ここ福岡は少しずつ暖かくなってきています。春の気配を感じる日がだんだんと増えてきました。2月6日の名古屋市長選挙と愛知県知事選挙では、前市長の河村たかし氏が大勝しました。この動きは、日本の政治の膠着状況を打破する春の訪れなのでしょうか? どこまで波及していくのか、次の名古屋市議選挙や大阪市議選挙が楽しみです。

 さて、愛知県知事選では、河村市長が支持し、当選した大村秀章氏が、愛知県と名古屋市を再編する「中京都」構想を提案し、話題になりました。

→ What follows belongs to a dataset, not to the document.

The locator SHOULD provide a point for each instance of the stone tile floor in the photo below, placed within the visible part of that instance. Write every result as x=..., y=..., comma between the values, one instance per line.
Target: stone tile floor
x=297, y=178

河村市長もこの構想に賛同しています。きっかけとなったのは、橋下徹大阪府知事の「大阪都」構想でした。

 イメージとして「府」が「都」になると格上げという感じがしますが、では、「都」は「府」や「県」と比べて、行政組織としてどのような違いがあるのでしょうか?

23区という「特別区」がある東京都

 時代を遡ってみると、1869年に行われた版籍奉還のあと、明治政府は東京、京都、大阪に府を置き、それ以外は県とすることに定めました。その後、1886年に北海道庁を置き、1943年に戦時法制の1つとして、東京府を東京都に名称変更しました。「帝都東京」とするためです。

 敗戦後に地方自治法が制定されましたが、各都道府県の名称はそのまま引き継がれ、現在の「都道府県」になっています。

 このような経緯を見ると、「都」が「府」や「県」よりも大きな権限を持っているような印象を受けます。

 しかし、都と府と県は、国との関係で見た時に、行政機関として権限の違いがあるかというと、違いはありません(個別の法律に基づく権限は別です)。東京都だけが、他の府県に比べて国から多くの権限移譲を受けているということではないのです。

 一方、市町村との関係で言えば、都とそれ以外の府県を比べると、大きな違いがあります。都には23区という「特別区」があるのです。

 特別区は市町村とほとんど同じ権限を持ちますが、いくつかの権限を東京都が持っています。固定資産税の課税や徴収、消防、水道、下水道などは東京都庁が行っているのです。東京23区のような人口密集地であれば、水道や下水道、消防などは東京都がまとめて行った方が、確かにずっと効率的だと思います。